Origines et histoire
Le prieuré de Saint-Vincent dépendait de la collation de l’évêque. Celui-ci acquit dès la fin du XIe siècle une partie de la seigneurie des Sévérac grâce à de nombreuses donations.
Au cours de la guerre des Albigeois, l’évêque obtint la garde du château de Palmas, dépendant des comtes de Rodez et, plus lointainement, des comtes de Toulouse.
Le château épiscopal
En 1251, Guy de Sévérac mit le feu au château après un conflit avec l’évêque Vivian de Boyer.
Le château fut rapidement reconstruit et ses fortifications renforcées au milieu du XIIIe siècle.
Aux XIVe et XVe siècles, les évêques firent du château de Palmas leur résidence d’été.
Architecture de l’église
Le chevet roman constitue la partie la plus ancienne de l’église. La nef conserve également des éléments romans remaniés, notamment des piles cylindriques engagées.

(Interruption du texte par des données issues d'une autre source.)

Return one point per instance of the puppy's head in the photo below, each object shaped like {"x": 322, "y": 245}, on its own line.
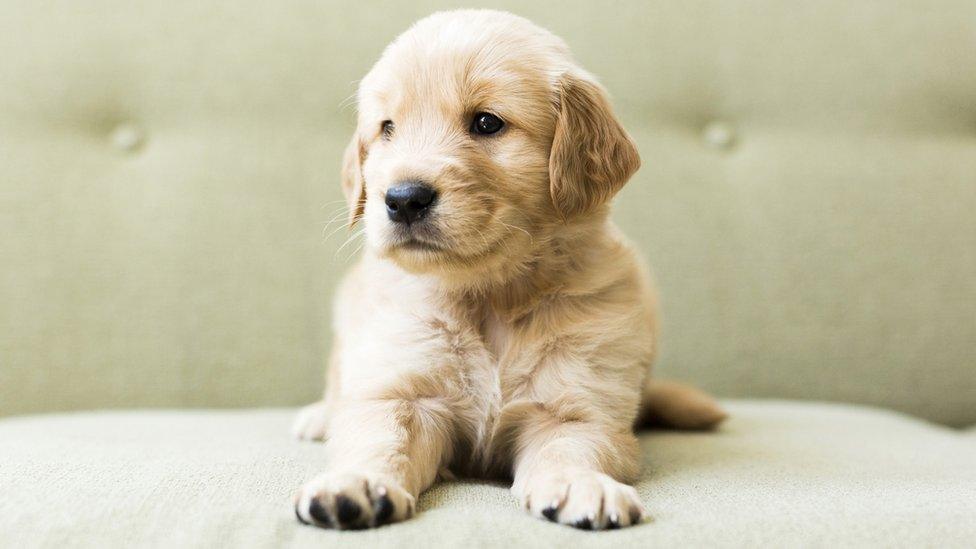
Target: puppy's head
{"x": 477, "y": 138}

Les voûtes cintrées furent refaites au XIXe siècle.
Le clocher et le portail
Le clocher du XIXe siècle est de type « peigne », avec quatre arcades dont une aveugle et une toiture à quatre pans.
Il fut construit sur une ancienne tour du château, probablement plus élevée autrefois.
Le portail du XVIe siècle porte un écu aux armes effacées, probablement celles de l’évêque François d’Estaing.
Décor et mobilier
Le chœur conserve trois tableaux restaurés entre 1992 et 1994 :
– le Christ en croix entre la Vierge et saint Vincent de Saragosse – saint Jean-Baptiste au bord du Jourdain – saint Roch soigné par l’ange
Ces tableaux proviennent du grand retable du maître-autel du XVIIIe siècle, supprimé au XIXe siècle.
Vitraux particuliers
Deux vitraux sont particulièrement originaux car ils représentent des scènes historico-politiques plutôt que religieuses.
L’un montre la réception du roi Charles VII par le clergé et les consuls du château de Palmas.
L’autre représente Bonnaure, maire de Palmas, s’opposant au commissaire de la Révolution venu demander la destruction du clocher.